Why The Bridge Does Not Break, And Why It Is Still Not Fully Closed

The bullish argument here is easy to understand. Covenants are not tight today. Debt net of cash to adjusted EBITDA stood at 4.36 at year-end 2025 against a 6.0 ceiling. Equity to total assets stood at 42.9% against a 25% minimum. 84.3% of consolidated long-term debt carried fixed interest rates, so immediate rate sensitivity is relatively contained. Some 2026 project financing is already signed. And the tax-monetization machinery clearly still works.

But none of that is enough to say the funding bridge to 2028 is fully secured. The reason is simple: most of the layers that support the bridge are access layers, not excess layers. Ormat is not sitting on a cash pile that can self-fund 2026 and 2027 on its own. It is sitting on a combination of operating cash flow, additional project draws, continued ability to monetize tax attributes, continued ability to roll short-term paper, and timely access to refinancing ahead of the 2027 wall.

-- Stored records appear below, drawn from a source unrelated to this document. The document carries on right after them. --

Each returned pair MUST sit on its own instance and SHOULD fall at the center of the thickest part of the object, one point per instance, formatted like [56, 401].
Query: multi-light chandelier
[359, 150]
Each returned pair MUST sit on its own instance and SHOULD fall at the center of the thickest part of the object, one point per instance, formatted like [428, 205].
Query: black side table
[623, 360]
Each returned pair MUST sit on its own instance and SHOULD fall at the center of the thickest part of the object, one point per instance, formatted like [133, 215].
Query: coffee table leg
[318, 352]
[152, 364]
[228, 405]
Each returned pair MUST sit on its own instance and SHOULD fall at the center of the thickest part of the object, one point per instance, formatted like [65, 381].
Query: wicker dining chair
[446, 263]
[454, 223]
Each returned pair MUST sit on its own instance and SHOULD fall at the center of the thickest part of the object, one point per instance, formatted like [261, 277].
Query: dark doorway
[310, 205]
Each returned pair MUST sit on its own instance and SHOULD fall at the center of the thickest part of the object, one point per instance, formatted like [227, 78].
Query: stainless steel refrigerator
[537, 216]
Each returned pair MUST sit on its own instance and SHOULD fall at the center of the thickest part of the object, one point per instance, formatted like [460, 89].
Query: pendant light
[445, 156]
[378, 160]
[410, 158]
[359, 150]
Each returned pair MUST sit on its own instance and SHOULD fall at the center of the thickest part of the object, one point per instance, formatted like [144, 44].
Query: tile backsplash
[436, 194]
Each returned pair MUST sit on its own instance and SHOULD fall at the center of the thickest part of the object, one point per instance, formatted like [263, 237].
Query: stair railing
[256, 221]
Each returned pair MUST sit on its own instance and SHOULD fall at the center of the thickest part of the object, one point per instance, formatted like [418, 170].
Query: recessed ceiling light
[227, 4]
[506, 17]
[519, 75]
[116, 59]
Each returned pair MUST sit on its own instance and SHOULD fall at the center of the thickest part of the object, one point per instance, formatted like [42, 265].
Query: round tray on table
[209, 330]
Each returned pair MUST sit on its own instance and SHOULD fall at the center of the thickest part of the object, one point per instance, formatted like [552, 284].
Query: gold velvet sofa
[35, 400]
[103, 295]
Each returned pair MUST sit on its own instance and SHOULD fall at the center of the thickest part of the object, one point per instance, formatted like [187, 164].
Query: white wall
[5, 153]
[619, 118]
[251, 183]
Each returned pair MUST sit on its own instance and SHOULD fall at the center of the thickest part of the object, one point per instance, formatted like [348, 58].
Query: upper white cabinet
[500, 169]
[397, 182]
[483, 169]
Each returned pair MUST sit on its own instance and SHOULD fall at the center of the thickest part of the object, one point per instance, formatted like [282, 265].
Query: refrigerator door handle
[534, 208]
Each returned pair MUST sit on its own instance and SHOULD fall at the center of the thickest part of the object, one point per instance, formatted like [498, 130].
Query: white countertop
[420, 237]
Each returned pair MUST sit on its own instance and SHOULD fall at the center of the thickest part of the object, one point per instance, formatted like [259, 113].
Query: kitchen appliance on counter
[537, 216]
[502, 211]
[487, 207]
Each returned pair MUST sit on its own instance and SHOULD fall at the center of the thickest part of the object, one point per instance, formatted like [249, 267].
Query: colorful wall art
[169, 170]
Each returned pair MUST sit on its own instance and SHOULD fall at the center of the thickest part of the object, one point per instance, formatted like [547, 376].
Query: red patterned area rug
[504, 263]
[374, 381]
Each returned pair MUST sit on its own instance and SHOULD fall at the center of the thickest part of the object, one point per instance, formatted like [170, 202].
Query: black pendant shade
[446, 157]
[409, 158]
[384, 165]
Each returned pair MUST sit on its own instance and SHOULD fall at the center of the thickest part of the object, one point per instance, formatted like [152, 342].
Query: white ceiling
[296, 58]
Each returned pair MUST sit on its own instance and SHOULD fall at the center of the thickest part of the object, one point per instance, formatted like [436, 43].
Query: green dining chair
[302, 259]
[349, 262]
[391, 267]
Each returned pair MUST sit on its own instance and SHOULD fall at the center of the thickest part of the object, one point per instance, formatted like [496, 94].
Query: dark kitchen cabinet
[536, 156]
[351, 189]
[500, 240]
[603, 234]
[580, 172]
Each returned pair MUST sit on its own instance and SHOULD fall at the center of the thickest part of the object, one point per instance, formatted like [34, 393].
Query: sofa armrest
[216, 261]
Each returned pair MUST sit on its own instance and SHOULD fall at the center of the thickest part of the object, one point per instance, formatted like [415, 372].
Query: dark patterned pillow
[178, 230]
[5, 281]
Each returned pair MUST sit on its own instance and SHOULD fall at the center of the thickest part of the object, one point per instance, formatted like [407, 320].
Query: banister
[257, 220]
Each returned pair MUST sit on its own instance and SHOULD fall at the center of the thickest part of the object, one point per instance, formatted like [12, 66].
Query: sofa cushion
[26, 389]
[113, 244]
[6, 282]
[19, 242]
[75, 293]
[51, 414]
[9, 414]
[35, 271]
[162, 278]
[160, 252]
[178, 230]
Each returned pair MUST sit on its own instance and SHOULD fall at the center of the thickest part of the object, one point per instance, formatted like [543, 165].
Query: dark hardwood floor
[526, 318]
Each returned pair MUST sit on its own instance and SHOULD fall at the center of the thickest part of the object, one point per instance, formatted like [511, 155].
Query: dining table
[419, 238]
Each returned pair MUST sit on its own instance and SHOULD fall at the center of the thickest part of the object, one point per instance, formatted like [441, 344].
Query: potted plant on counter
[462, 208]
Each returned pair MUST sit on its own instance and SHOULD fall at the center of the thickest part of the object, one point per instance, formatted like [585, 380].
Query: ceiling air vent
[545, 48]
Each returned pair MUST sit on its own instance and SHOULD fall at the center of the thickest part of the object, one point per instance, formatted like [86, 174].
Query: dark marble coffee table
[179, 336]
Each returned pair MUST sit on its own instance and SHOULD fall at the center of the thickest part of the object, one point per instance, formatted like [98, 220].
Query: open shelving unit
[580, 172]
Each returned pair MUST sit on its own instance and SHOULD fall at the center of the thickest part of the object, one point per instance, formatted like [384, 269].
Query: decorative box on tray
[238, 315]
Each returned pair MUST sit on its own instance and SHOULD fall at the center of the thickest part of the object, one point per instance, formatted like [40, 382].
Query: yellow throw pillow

The quality of corporate liquidity matters as well. Across the project-financing footnotes, the same pattern repeats: in GB, Dominica and Mammoth there are both distribution restrictions and debt-service-coverage tests, while Bottleneck adds project-level DSCR discipline. That means project financing is very useful for building the asset, but less useful for moving cash rapidly to the parent exactly when the corporate bridge needs it.

That is the conclusion of this continuation. Ormat’s bridge to 2028 is not broken, but it is not locked either. 2025 proved that management can assemble it. 2026 and 2027 will show whether the company can keep it standing without paying too much through surrendered project cash flow, additional corporate debt, or an overly aggressive refinancing response to the 2027 wall. For now, the path to 2028 is managed quarter by quarter, not prepaid in advance.